Reduce moves the probability, the impact, or both. Order the switchgear early. Hire a standby pump. Put a weekly slot in the diary for design release. This is where most of the work is.
Transfer moves who pays without touching whether it happens. Insurance, a bond, a subcontract clause, a term in the main contract. It looks like the cheapest response on the page and it is the one most often misunderstood, which is why the next two weeks are about nothing else.
Accept means hold the money and get on with it. That is a legitimate answer, and for genuine variability it is usually the only honest one. You cannot manage your way out of February.
And then there is the fifth, which does not appear on the standard list and which Week 8 earned us. For an epistemic risk — one where there is an answer today that nobody has gone and got — the response is not any of the four. It is investigate. Drill. Ask. Write the letter. Nine of the fourteen risks on this job are in that category and between them they carry $63,880 of exposure.
Priced, owned, dated
Whatever the strategy, three things have to appear next to it or it will not happen.
A price, because a response is work and work costs money. If the cost is genuinely zero, write zero — but write it, because a blank means nobody has thought about it.
An owner, and it must be a person rather than a department. “Commercial” is not an owner. “The QS” is not an owner. A name is an owner.
A date, which is not the same as the closing date from Week 4. That was when the risk stops being possible. This one is when the response stops being possible — and it is almost always much earlier. You cannot investigate the ground after the piling rig has left.
Without those three, what you have written down is not a response.
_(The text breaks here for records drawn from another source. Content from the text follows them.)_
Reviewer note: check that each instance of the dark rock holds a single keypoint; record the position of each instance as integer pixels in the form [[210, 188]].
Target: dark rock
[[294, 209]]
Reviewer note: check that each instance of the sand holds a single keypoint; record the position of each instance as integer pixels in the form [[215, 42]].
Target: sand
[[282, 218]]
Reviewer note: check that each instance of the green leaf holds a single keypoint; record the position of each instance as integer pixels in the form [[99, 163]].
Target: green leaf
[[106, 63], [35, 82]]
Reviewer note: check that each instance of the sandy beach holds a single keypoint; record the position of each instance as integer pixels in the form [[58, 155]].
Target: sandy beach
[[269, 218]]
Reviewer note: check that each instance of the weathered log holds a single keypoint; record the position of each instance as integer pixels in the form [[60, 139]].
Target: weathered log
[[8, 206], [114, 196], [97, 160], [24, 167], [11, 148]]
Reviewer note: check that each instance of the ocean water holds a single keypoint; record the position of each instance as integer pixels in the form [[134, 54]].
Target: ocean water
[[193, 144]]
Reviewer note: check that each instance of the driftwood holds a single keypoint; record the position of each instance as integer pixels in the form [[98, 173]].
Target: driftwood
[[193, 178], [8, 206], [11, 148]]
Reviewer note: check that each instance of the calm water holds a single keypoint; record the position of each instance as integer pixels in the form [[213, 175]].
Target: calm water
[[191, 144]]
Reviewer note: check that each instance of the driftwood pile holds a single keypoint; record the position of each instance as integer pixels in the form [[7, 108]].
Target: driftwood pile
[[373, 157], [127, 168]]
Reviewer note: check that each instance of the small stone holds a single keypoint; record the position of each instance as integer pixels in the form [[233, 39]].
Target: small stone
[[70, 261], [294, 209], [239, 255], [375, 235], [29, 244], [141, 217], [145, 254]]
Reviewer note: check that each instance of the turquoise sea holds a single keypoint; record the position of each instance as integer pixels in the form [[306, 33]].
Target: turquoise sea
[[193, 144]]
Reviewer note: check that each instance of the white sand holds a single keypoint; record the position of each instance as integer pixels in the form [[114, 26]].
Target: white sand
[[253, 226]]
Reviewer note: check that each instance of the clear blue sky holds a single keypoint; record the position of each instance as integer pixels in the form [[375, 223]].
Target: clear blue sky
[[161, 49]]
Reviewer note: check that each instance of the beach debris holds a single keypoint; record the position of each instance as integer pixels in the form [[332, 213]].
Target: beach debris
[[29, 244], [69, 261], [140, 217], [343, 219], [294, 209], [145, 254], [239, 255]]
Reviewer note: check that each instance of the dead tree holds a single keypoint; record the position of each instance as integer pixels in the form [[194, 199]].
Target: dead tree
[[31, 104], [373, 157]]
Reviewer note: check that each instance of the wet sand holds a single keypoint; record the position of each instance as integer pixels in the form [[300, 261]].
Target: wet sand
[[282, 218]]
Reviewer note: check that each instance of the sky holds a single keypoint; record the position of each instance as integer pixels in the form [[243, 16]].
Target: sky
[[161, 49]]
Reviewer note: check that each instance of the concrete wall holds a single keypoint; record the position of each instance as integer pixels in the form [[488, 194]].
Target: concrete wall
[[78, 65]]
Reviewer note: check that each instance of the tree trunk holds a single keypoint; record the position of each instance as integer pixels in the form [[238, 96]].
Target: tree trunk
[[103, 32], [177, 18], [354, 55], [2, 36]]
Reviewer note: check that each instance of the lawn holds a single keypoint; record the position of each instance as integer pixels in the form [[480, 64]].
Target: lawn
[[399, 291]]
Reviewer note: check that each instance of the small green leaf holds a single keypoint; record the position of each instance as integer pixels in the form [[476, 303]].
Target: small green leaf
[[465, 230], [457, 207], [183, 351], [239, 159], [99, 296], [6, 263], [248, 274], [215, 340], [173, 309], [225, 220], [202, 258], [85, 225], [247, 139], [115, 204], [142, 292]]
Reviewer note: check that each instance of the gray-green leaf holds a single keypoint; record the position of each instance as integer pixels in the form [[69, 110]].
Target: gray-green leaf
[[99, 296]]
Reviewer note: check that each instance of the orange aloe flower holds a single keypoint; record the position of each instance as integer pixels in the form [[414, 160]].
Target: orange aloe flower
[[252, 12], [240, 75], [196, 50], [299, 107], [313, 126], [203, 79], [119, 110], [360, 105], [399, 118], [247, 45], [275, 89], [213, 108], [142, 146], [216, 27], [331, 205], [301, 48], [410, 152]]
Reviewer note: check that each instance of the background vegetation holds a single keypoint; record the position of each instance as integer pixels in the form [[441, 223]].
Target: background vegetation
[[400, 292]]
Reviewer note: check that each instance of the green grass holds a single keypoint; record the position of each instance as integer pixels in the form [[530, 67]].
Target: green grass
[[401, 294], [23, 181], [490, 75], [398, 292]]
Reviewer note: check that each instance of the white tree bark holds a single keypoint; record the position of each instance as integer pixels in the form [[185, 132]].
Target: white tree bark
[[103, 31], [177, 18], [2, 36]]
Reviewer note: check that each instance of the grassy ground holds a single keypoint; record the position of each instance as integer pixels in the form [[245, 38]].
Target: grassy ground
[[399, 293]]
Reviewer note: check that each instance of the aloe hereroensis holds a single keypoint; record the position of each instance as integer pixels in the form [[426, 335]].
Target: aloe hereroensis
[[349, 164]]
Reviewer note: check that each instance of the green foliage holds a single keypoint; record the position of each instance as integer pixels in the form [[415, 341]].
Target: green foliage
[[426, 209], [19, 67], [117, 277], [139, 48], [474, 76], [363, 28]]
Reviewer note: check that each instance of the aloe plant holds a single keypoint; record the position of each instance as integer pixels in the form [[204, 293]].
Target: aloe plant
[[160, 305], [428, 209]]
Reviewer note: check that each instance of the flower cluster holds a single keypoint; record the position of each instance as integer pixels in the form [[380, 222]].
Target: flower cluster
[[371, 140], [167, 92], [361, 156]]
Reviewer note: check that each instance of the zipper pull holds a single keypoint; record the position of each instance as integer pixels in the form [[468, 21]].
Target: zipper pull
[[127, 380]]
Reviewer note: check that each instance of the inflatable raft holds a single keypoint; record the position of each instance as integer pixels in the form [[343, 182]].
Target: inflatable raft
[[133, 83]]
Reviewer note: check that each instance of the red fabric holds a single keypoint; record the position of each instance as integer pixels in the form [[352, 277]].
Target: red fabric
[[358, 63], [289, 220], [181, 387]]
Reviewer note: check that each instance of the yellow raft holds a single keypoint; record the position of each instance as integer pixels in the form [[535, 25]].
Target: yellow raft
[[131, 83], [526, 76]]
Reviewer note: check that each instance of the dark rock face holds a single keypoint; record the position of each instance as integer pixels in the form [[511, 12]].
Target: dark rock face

It is a wish with a reference number.
The boreholes, properly
Week 8 said two boreholes in the north would cost about $6,800 and would collapse a large part of the biggest exposure on the job. It is time to check whether that was true, because it is easy to say and it is a real six thousand eight hundred dollars.
Lay out the decision. Two choices, two states of the world.
If we do not investigate, we find out during piling. Rock is discovered bore by bore, the rig stands while a heavier one is brought in, and the sequence gets rearranged around it. That is the $2,850 per affected pile we have been using since Week 5.
If we do investigate, we know before the rig arrives. The right equipment comes once, the affected bores are planned into the sequence rather than interrupting it, and the cost per affected pile falls to about $1,900 — plus a mobilisation of $6,000 if the rock runs into the north, or $4,000 if it turns out to be confined to the south.
Put a probability on the state of the world. Given two of five southern holes found rock, and given the geology, call it 55% that it extends north.
Now run it. Three hundred thousand times, because the number of affected piles is itself uncertain in both branches.
Expected cost if we react: $34,323. Expected cost if we investigate first: $34,778.
Investigating is $456 worse.
Expected value says no
That is a genuinely awkward result and it would be dishonest to bury it. On the arithmetic that most people are taught to use, the boreholes do not pay for themselves. The saving from planning instead of reacting almost exactly cancels the cost of finding out.
Take that to a finance director and the answer is no, and the answer is defensible.
Now look at the rest of the distribution.
At P80, reacting costs $53,431 and investigating costs $48,397. Investigating is $5,033 better. At P95 it is $67,532 against $57,878, which is $9,654 better. The standard deviation falls from $19,226 to $13,649, down twenty-nine percent.
So the boreholes do not buy a lower average. They buy a shorter tail.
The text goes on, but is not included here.